For the same reason ecclesiastical penalties, always being spiritual, attach in this world to those only who are inwardly convinced of their error. Civil penalties, on the contrary, accompanied by physical evil produce physical effects, whether the offender acknowledge the justice of them or not.

Hence it manifestly results that the authority of the clergy can only be spiritual—that it is unacquainted with temporal power, and that any co-operative force belongs not to the administration of the Church, which is essentially destroyed by it.

It moreover follows that a prince, intent not to suffer any division of his authority, ought not to permit any enterprise which places the members of the community in an outward or civil dependence on the ecclesiastical corporation.
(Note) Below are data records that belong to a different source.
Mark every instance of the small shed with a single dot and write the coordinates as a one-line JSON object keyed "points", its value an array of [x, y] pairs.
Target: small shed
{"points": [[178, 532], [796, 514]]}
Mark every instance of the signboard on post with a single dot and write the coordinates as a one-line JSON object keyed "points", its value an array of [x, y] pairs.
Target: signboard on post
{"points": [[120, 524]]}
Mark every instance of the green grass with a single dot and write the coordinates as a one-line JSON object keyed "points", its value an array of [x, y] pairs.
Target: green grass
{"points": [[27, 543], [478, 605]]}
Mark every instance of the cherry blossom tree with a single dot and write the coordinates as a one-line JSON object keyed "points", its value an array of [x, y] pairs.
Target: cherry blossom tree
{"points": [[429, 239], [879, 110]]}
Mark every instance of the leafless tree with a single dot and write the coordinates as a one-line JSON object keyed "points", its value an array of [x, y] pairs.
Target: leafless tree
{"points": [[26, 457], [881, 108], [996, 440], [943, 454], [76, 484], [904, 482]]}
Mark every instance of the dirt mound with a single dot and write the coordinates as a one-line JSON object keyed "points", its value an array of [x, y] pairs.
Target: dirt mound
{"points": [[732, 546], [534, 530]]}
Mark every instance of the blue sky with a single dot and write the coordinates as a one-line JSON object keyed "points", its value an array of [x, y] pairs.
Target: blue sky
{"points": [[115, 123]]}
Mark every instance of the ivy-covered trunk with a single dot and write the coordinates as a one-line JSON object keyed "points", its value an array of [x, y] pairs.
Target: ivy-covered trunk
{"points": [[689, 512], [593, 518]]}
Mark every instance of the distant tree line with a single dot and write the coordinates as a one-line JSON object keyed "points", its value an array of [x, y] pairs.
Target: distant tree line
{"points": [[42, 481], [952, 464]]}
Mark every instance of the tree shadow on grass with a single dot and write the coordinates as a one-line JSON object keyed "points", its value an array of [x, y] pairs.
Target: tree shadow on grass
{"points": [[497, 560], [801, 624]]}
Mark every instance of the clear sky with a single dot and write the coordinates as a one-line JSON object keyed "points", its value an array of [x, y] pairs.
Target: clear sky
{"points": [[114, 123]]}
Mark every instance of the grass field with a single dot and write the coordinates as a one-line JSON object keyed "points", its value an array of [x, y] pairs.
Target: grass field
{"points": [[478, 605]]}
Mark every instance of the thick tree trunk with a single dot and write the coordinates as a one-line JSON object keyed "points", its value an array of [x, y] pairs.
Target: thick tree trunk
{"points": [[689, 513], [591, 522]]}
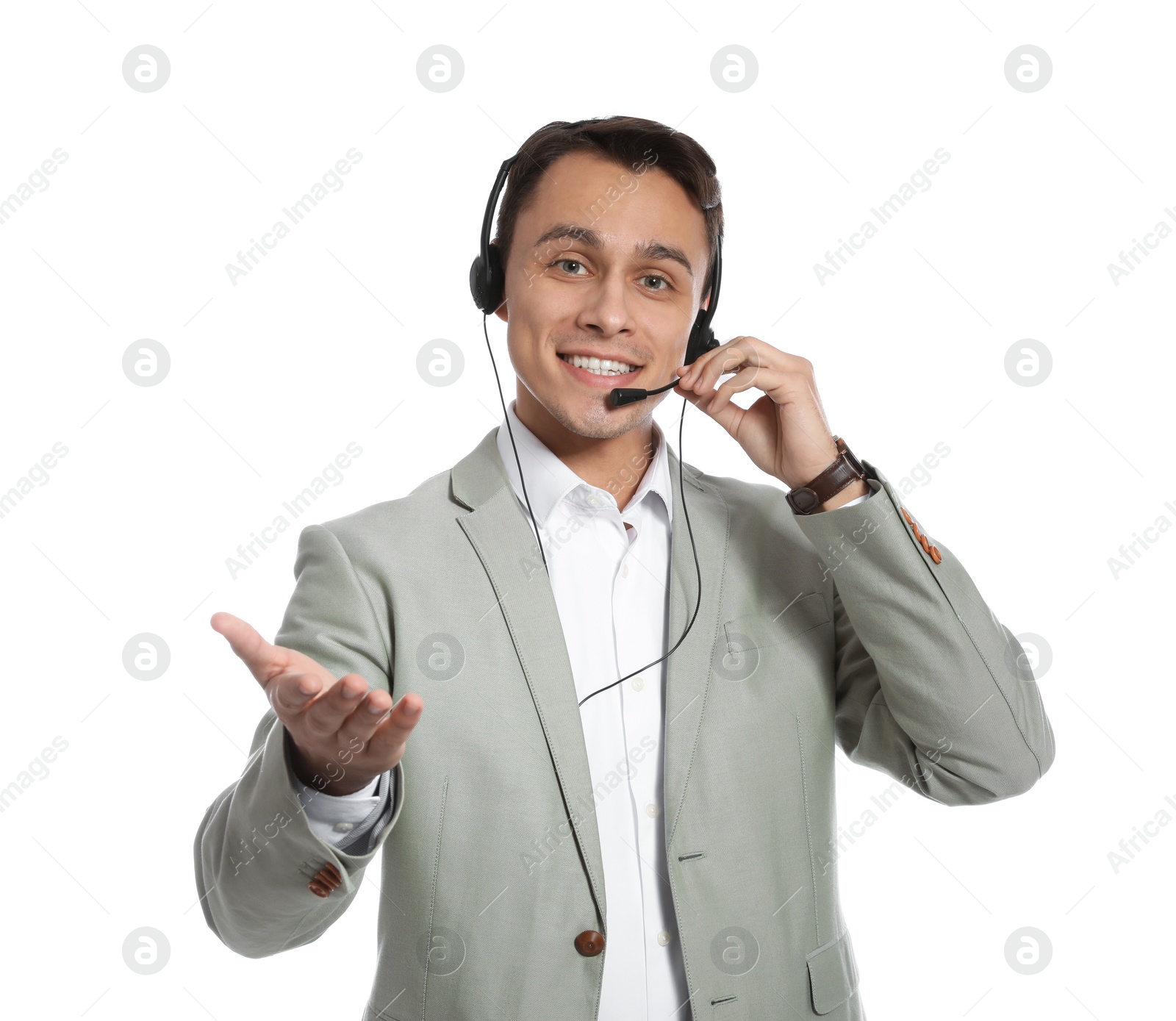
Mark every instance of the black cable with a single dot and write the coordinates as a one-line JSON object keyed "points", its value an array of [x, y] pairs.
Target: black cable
{"points": [[506, 418], [681, 486]]}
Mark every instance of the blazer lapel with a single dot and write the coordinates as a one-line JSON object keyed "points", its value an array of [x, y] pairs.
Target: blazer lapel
{"points": [[688, 668], [501, 535]]}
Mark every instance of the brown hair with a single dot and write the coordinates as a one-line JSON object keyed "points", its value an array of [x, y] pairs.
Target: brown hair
{"points": [[629, 141]]}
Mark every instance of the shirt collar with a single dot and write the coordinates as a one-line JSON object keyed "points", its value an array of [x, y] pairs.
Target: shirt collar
{"points": [[550, 481]]}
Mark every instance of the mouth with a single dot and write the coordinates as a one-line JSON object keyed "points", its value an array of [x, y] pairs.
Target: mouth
{"points": [[600, 373]]}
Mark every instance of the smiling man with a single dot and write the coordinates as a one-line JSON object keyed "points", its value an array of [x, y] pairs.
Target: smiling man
{"points": [[620, 800]]}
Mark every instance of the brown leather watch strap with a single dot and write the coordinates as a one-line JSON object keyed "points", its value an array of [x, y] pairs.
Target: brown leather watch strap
{"points": [[811, 497]]}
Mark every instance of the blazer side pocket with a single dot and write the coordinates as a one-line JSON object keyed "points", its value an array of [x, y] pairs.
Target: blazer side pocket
{"points": [[833, 973]]}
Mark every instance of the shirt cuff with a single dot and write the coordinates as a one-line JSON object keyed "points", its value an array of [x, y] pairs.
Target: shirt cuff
{"points": [[343, 820]]}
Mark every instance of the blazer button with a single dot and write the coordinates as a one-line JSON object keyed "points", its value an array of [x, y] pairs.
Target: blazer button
{"points": [[589, 942], [326, 880]]}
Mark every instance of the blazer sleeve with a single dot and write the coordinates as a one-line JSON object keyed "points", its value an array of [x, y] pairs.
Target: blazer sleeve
{"points": [[254, 850], [931, 687]]}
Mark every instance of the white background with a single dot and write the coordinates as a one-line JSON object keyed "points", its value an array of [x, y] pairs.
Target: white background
{"points": [[317, 347]]}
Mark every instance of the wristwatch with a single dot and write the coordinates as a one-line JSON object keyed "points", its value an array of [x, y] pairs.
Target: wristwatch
{"points": [[809, 498]]}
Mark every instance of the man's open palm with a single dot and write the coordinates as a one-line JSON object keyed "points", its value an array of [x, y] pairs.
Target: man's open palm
{"points": [[341, 729]]}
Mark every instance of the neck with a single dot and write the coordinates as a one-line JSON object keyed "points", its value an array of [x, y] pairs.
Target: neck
{"points": [[615, 464]]}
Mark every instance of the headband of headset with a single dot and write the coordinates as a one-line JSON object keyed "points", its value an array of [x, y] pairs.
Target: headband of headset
{"points": [[487, 276]]}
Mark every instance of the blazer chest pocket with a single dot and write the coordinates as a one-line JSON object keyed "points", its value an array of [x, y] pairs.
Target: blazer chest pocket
{"points": [[833, 973], [738, 653]]}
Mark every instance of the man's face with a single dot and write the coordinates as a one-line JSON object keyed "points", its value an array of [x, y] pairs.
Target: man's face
{"points": [[607, 264]]}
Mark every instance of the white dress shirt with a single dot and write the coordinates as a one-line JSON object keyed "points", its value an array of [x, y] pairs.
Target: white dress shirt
{"points": [[609, 574]]}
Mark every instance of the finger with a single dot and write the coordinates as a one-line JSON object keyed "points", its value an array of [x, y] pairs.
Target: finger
{"points": [[744, 351], [392, 734], [247, 642], [366, 717], [707, 368], [325, 715], [291, 693], [782, 386]]}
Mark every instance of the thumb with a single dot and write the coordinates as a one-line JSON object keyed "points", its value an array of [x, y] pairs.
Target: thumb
{"points": [[259, 656]]}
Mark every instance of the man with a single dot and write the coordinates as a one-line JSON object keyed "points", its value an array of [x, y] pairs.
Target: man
{"points": [[556, 844]]}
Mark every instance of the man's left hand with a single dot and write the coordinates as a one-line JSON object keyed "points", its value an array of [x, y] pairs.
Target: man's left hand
{"points": [[785, 433]]}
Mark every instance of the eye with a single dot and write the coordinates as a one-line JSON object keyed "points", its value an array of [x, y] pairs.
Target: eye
{"points": [[562, 262]]}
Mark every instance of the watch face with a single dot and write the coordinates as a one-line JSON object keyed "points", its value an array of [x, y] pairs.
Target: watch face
{"points": [[853, 460], [803, 500]]}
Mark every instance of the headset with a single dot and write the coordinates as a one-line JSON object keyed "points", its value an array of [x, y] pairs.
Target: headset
{"points": [[487, 284]]}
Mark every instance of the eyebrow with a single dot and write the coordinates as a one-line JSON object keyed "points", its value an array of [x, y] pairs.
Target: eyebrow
{"points": [[642, 251]]}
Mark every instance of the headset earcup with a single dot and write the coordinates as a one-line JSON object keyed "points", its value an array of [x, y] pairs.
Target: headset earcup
{"points": [[703, 339], [478, 282], [495, 278]]}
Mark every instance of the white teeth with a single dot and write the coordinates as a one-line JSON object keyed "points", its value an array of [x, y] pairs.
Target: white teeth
{"points": [[599, 366]]}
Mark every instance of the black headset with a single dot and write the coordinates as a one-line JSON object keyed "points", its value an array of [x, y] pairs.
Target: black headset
{"points": [[487, 284]]}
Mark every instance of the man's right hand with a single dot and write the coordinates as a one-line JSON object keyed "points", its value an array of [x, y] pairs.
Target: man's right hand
{"points": [[341, 729]]}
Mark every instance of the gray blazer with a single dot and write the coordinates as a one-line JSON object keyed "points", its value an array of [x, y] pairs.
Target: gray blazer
{"points": [[836, 628]]}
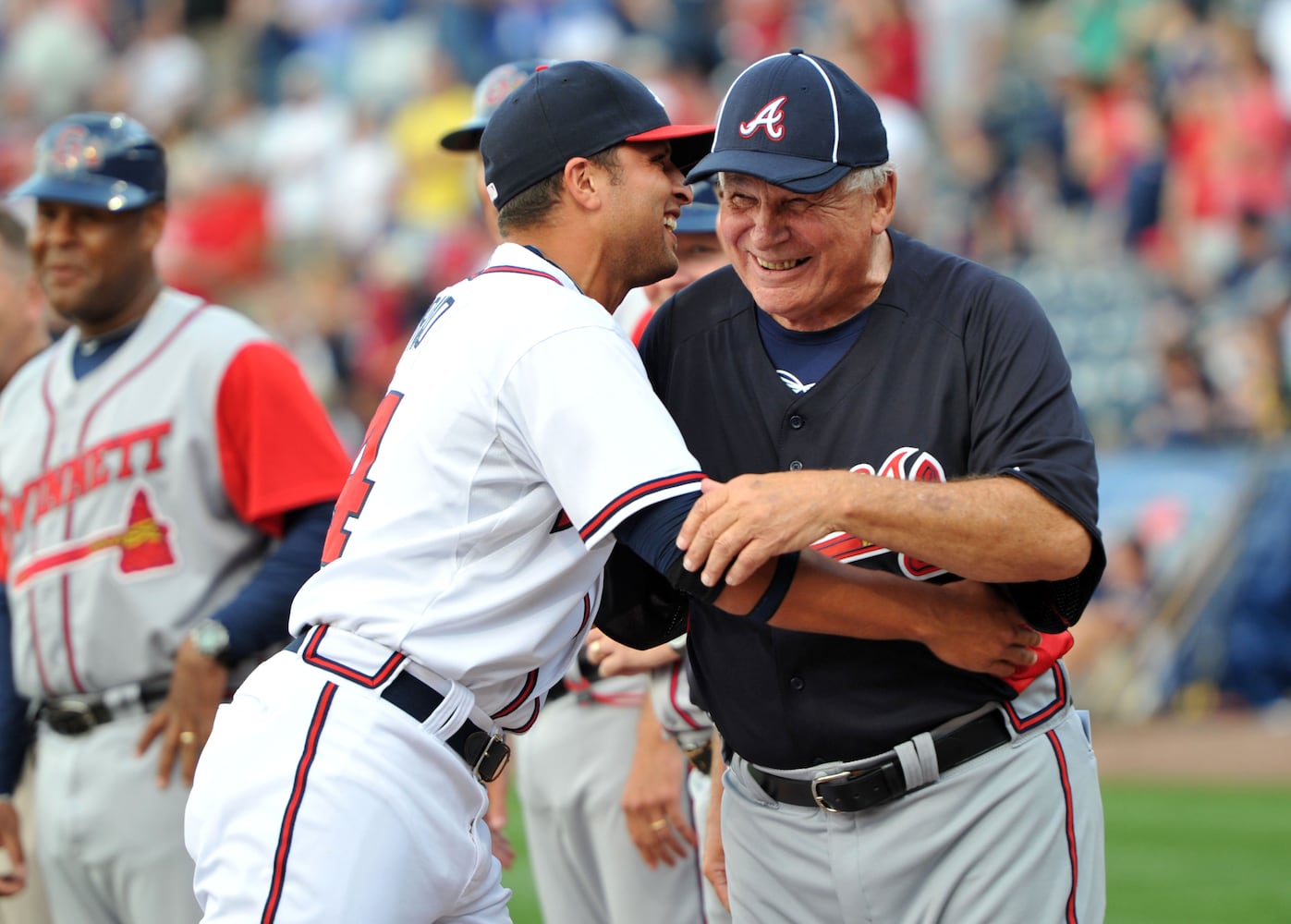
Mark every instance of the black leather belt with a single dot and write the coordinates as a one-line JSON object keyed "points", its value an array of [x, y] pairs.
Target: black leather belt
{"points": [[858, 790], [81, 714], [481, 750]]}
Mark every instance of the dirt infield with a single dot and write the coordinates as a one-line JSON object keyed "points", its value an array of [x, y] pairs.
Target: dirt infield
{"points": [[1226, 748]]}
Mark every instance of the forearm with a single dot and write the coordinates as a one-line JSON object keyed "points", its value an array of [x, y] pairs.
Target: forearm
{"points": [[994, 529], [836, 599]]}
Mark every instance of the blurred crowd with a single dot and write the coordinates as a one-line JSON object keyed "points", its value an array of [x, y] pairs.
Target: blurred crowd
{"points": [[1128, 160]]}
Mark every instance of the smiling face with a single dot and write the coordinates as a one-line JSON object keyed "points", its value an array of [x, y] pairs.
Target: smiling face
{"points": [[811, 261], [643, 202], [96, 266]]}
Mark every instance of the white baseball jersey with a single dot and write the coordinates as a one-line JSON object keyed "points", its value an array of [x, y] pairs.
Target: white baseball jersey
{"points": [[518, 432], [128, 517]]}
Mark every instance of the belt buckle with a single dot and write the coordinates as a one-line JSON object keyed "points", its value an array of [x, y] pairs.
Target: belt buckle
{"points": [[829, 778], [74, 718], [493, 757]]}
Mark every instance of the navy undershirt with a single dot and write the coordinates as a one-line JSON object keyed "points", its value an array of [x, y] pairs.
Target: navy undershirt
{"points": [[802, 358]]}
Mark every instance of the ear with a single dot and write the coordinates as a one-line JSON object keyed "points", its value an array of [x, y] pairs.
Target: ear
{"points": [[152, 225], [884, 205], [585, 181]]}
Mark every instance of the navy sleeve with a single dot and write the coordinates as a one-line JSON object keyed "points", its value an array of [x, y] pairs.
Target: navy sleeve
{"points": [[652, 532], [1027, 425], [15, 727], [257, 617]]}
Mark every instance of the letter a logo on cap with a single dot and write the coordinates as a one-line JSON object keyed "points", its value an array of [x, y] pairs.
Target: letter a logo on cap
{"points": [[770, 119]]}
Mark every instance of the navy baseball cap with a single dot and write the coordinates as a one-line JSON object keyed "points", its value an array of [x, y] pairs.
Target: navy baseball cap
{"points": [[106, 160], [701, 214], [575, 109], [797, 121], [490, 93]]}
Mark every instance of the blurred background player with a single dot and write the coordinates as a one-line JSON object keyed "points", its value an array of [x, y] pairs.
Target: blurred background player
{"points": [[168, 480], [572, 765], [23, 334]]}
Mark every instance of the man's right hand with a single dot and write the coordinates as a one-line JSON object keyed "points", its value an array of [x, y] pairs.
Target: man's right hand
{"points": [[15, 877], [976, 628]]}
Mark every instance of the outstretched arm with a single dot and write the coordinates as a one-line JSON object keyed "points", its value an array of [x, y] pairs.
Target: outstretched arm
{"points": [[998, 529], [968, 626]]}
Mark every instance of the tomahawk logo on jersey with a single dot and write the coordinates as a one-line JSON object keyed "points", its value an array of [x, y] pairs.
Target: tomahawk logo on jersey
{"points": [[907, 464]]}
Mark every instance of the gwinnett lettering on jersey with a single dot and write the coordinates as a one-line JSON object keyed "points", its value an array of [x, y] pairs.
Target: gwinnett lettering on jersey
{"points": [[113, 459]]}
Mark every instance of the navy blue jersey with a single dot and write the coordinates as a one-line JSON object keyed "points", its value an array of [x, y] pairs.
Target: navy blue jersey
{"points": [[956, 373]]}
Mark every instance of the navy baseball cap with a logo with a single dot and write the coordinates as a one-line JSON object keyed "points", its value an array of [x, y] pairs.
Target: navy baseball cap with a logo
{"points": [[797, 121], [106, 160], [575, 109]]}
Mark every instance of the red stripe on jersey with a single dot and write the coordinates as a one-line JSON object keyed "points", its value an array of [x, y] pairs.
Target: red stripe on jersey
{"points": [[1064, 777], [311, 657], [293, 803], [520, 270], [636, 494], [530, 683]]}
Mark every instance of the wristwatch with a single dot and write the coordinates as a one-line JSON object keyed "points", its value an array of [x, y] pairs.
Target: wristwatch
{"points": [[211, 638]]}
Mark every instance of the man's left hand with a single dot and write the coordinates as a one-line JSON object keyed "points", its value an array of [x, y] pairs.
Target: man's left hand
{"points": [[184, 722], [745, 521]]}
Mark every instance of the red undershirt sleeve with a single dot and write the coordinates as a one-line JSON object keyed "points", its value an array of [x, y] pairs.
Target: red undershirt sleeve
{"points": [[278, 451]]}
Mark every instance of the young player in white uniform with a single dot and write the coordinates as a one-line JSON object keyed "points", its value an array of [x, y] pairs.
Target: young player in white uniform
{"points": [[166, 483], [518, 438], [571, 768]]}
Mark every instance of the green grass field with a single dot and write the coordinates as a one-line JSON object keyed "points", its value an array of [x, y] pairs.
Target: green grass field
{"points": [[1176, 855]]}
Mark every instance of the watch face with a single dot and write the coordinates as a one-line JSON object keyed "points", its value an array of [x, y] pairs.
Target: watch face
{"points": [[211, 638]]}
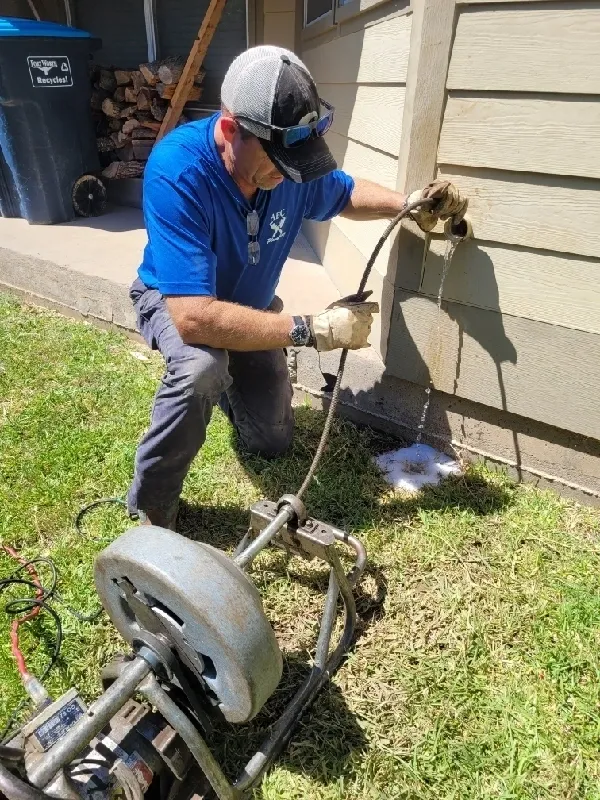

Such are the incontestable principles of genuine canonical right or law, the rules and the decisions of which ought at all times to be submitted to the test of eternal and immutable truths, founded upon natural rights and the necessary order of society.

SECTION II.

Of the Possessions of Ecclesiastics.

Let us constantly ascend to the principles of society, which, in civil as in religious order, are the foundations of all right.

Society in general is the proprietor of the territory of a country, and the source of national riches. A portion of this national revenue is devoted to the sovereign to support the expenses of government. Every individual is possessor of that part of the territory, and of the revenue, which the laws insure him; and no possession or enjoyment can at any time be sustained, except under the protection of law.

In society we hold not any good, or any possession as a simple natural right, as we give up our natural rights and submit to the order of civil society, in return for assurance and protection. It is, therefore, by the law that we hold our possessions.

No one can hold anything on earth through religion, neither lands nor chattels; since all its wealth is spiritual. The possessions of the faithful, as veritable members of the Church, are in heaven; it is there where their treasures are laid up. The kingdom of Jesus Christ, which He always announced as at hand, was not, nor could it be, of this world. No property, therefore, can be held by divine right.